Cependant, on peut tout de même estimer que l’Europe est lésée. D’une part, au niveau du pourcentage d’équipes qualifiées; la zone UEFA compte 53 équipes, parmi lesquelles 13 vont se qualifier pour la Coupe du Monde, soit moins de 25%. Dans le même temps, la zone CONMEBOL (Amérique du Sud), qui ne compte que 10 équipes, en qualifie au moins 4 et probablement 5 (la nation qui termine les éliminatoires à la cinquième place dispute un barrage contre le vainqueur de la zone Océanie, généralement plus faible). L’Amérique du Sud envoie donc 50% de ses équipes à la Coupe du Monde, soit le double de l’Europe.
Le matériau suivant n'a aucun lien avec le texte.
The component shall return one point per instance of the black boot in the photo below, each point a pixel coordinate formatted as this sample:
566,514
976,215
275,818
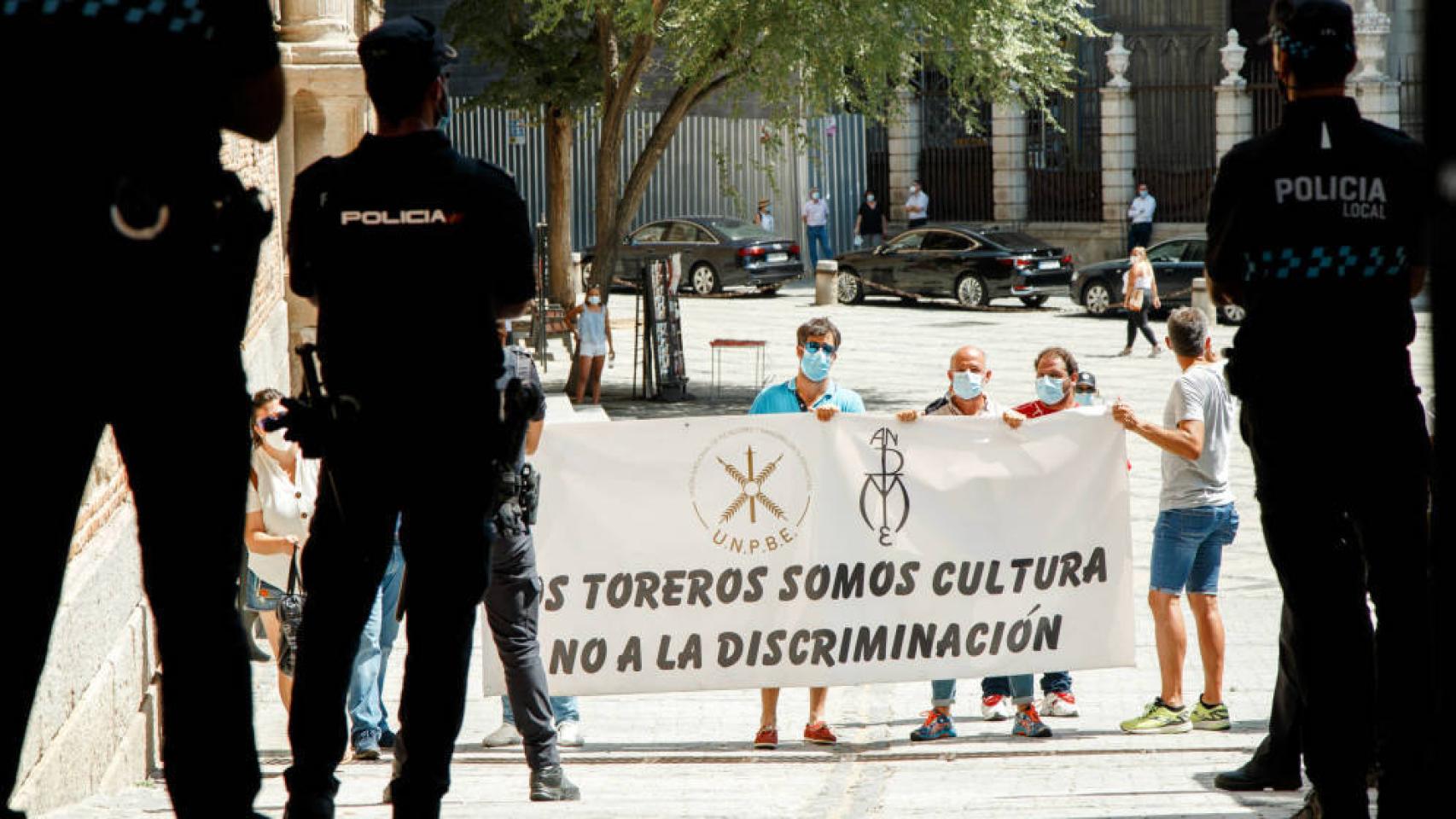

A cela, on peut répondre que cette différence se justifie par le niveau des équipes concernées, l’Amérique du Sud comptant des sélections nationales de haut niveau comme l’Argentine, le Brésil ou l’Uruguay. Certes, mais si le niveau supposé des équipes entre en compte, on peut se demander pourquoi la zone CONCACAF (Caraïbes, Amérique Centrale et du Nord) peut qualifier 3 à 4 équipes pour la Coupe du Monde. A l’heure actuelle, les nations de cette confédération en position de force pour participer au Mondial en Russie sont les suivantes: le Costa Rica, le Mexique, Le Panama et le Honduras. Sans leur faire injure, elles ne sont pas au niveau que l’on est en droit d’attendre d’une Coupe du Monde de football.

La décision de la FIFA de qualifier 48 équipes à partir du Mondial 2026, au lieu des 32 actuelles, aurait pu (ou dû) rétablir un certain équilibre. Mais, si la question n’est pas encore définitivement tranchée, les premières hypothèses ne sont pas en faveur de la zone UEFA, dont le quota d’équipes passerait de 13 à 16, tandis que la zone CAF (Afrique) serait la grande gagnante, en passant de 5 à 9 équipes qualifiées. L’Europe, qui représente à l’heure actuelle 40% des équipes d’une Coupe du Monde, verrait sa part diminuer à 33%: nous ne sommes donc pas encore à l’abri de voir des grandes nations du football disparaître dès les qualifications.